Os cinco que trago para o meu livro estão associados a momentos em que a cozinha passou para um nível diferente na história da alimentação. Ou seja, são quatro franceses pela força natural que a cozinha francesa teve nos últimos 200 anos. O último é espanhol, pela importância que o país vizinho, entretanto, assumiu.
Todos eles passarem a fazer uma mesma coisa de forma completamente diferente e com sucesso. O primeiro deles, Pierre de La Varenne, nos meados do século XVII, mudou o curso da história da cozinha europeia com o seu livro “Le Cuisinier François”. Até 1651 quando foi publicada a obra, a cozinha não tinha ordem; tudo se misturava. Comia-se doce e salgado simultaneamente, abusava-se nas especiarias, não se sentia o sabor dos produtos. Pierre de La Varenne separou os dois campos, organizou os sabores. Atualmente o grande reformador é o espanhol Ferran Adrià.
Um dos temas que aborda no livro é o das competições como a Michelin. Hoje muitos jovens já entram numa cozinha com o objetivo da estrela. Não estará também errado? Ou melhor, não corremos o risco de trabalhar para o gosto dos inspetores do guia e menos para os comensais?
Muitos já dizem “sou cozinheiro” antes de se afirmarem como chefes de cozinha. Assim como a palavra gourmet se banalizou, também o chef se tornou banal. Os jovens vão atrás das tabelas, do reconhecimento que a profissão dá. Todos querem ter o seu agente, serem promovidos, associarem-se a marcas. No fundo atingirem o protagonismo.

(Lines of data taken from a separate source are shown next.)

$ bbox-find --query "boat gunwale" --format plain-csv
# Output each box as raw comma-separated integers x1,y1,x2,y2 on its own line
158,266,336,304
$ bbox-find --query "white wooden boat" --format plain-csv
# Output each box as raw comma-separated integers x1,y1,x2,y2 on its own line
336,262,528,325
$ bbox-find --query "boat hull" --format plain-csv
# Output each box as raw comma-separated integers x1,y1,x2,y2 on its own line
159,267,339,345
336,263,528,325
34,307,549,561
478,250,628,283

No outro nível, o dos cozinheiros já estabelecidos, há os que trabalham por objetivos. Estes são salutares. A questão é que dentro das tabelas há muita manipulação. Por exemplo, a La Liste [elege os mil melhores restaurantes franceses] trabalha com algoritmos e conta muito menos com a componente humana. Já a Michelin tem os seus famosos inspetores que ninguém sabe quem são. Sabemos que não são cozinheiros, antes indivíduos que saíram da indústria da restauração.

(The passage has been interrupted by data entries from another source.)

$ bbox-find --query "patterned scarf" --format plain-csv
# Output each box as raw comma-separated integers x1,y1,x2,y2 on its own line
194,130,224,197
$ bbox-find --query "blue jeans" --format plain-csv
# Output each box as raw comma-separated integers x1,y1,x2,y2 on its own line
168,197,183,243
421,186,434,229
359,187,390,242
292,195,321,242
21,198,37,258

A Michelin com todas as suas idiossincrasias serve para nivelar, entre si, os cozinheiros. Um cozinheiro com três estrelas sente-se mais distinguido entre pares do se situar em oitavo ou décimo numa lista.

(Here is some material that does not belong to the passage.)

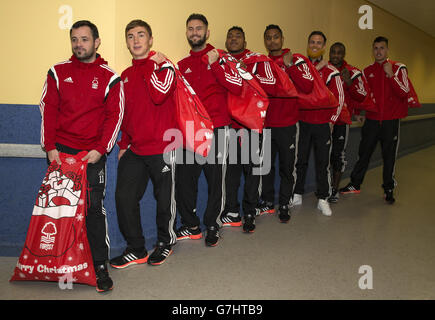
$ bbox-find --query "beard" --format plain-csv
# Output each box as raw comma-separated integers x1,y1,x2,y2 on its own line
307,48,325,59
72,48,95,62
187,34,207,49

Temos, ainda, a inglesa “World´s 50 Best Restaurants”, que nasceu para retirar protagonismo ao Guia Michelin, logo a cozinha francesa clássica. A “World´s Best” é formada por um colégio com centenas de votantes. A partir das suas votações são anunciados cem restaurantes, entre eles os “50 Melhores do Mundo”. O elenco dos que votam é secreto, mas sabe-se que são cozinheiros, empresários da restauração, gourmets e jornalistas da especialidade. A partir do momento em que há uma lista de cozinheiros que votam entre eles, há algo estranho. Não só sou eu que digo, tem sido amplamente debatido.
Fortunato da Câmara nasceu em Lisboa em 1977. Desde 2006 que exerce a crítica gastronómica, primeiro no semanário Sol, depois no jornal Público. A partir de 2012, e desde 2015 que é o responsável pela crítica gastronómica no semanário Expresso.
Tem publicados diversos livros sobre gastronomia, premiados pelos “Gourmand World Cookbooks Awards”. Entre estes títulos “Os Mistérios do Abade de Priscos – 80 histórias curiosas e deliciosas da gastronomia”, também premiado pela Academia Portuguesa de Gastronomia em 2013, “Viver Portugal Com o Mediterrâneo à Mesa” (CTT, 2015), “A Vida e as Receitas Inéditas do Abade de Priscos” (prémio “Littérature Gastronomique” da Academia Internacional de Gastronomia em 2017.
Frequentou a licenciatura de Produção Alimentar em Restauração da Escola Superior de Hotelaria e Turismo do Estoril. É diplomado pelo Institut des Hautes Études du Goût na pós-graduação “Goût, Gastronomie, et Arts de la Table”. Entre 2013 e 2015 foi convidado do Institut des Hautes Études du Goût para lecionar na Universidade de Reims uma masterclass em crítica gastronómica.
É conselheiro gastronómico, dá formações de treino e educação do gosto, sendo convidado para participar em palestras na área da gastronomia.